This Wat is famous for its interior cloister walls, lined with Buddha made of wood, stone and bronze, from between the 16th to the 19th century. They comes in all sizes and there is probably 6,000-10,000 Buddha, counting all the ones in the cubby holes.
I loved looking the at Buddha and am posting some of the faces. The Buddha is carefully proportioned; the result is a gracious and harmonious form.
The slightly almond eyes hint at Buddha's descent from people of northern Indian.
Buddha's nose has a specified length: the tip reaches a line drawn across the face at the bottom of the non-elongated part of the ear.
The flame-topped elevation on the head may be missing if it existed, due to vandalism in the past.
Buddha, called Siddartha Gautama, was a wealthy prince born in what is today northern Indian in about 563 BCE. He was surrounded by luxury: servants palaces, silken robes and jewelry made of gold, silver and precious stones.
When he was 29, Siddartha abandoned his privileged life to become a monk.

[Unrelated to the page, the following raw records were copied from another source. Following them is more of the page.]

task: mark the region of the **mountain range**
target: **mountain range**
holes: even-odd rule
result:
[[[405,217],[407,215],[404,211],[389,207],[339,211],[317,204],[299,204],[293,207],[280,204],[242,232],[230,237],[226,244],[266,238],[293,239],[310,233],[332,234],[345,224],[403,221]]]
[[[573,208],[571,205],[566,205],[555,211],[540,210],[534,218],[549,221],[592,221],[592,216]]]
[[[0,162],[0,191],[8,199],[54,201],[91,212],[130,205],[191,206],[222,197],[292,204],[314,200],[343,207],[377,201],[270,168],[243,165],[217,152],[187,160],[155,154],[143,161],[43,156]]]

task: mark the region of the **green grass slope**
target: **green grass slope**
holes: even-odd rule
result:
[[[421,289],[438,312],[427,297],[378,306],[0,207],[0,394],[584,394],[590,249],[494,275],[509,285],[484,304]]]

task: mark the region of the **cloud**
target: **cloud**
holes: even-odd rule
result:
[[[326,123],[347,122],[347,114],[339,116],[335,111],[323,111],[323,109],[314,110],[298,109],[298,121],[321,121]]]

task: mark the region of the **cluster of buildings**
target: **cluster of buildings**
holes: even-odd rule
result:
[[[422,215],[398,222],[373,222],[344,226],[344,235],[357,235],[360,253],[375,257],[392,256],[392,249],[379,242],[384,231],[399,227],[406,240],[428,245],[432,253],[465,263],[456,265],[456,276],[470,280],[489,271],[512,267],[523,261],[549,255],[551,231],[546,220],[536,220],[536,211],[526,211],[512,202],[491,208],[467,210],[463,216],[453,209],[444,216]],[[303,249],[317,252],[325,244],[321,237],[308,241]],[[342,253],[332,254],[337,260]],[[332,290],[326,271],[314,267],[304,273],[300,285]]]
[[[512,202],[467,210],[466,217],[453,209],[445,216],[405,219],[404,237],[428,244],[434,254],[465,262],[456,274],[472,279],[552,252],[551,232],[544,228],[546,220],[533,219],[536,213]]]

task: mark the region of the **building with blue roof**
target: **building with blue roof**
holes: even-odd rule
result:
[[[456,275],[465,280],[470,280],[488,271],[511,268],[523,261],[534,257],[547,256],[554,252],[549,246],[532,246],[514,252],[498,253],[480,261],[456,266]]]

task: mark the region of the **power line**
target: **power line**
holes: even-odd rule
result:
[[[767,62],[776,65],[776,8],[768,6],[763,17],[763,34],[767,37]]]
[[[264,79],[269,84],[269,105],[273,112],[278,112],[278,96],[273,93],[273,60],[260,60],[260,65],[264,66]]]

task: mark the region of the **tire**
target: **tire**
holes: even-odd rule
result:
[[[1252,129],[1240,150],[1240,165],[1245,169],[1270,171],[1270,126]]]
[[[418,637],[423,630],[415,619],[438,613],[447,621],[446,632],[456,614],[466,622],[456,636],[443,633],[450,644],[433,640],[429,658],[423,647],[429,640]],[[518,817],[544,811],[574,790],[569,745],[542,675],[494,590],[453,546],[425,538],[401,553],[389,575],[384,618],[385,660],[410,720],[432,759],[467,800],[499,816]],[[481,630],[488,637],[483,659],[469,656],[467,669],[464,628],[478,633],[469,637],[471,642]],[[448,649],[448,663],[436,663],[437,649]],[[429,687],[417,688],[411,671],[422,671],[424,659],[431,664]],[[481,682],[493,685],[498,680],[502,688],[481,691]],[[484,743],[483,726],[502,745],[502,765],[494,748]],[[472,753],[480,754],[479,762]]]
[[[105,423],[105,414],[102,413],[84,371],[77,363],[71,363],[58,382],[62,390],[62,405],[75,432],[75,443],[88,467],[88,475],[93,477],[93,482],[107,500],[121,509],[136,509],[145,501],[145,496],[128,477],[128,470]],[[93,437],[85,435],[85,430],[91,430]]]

Although he was no longer weighed down by material possessions and the heavy, jeweled earrings that had stretched his earlobes, Siddartha's ears were permanently elongated.
To Buddhists today, the long earlobes symbolize a conscious rejection of the material world in favor of spiritual enlightenment. Siddartha Gautama went on to become the Buddha, or "enlightened one."
If you draw a line from the outer part of the eyelid through the center of the mouth, the point where the line bisects the jawline is the usual length of the ear lobe.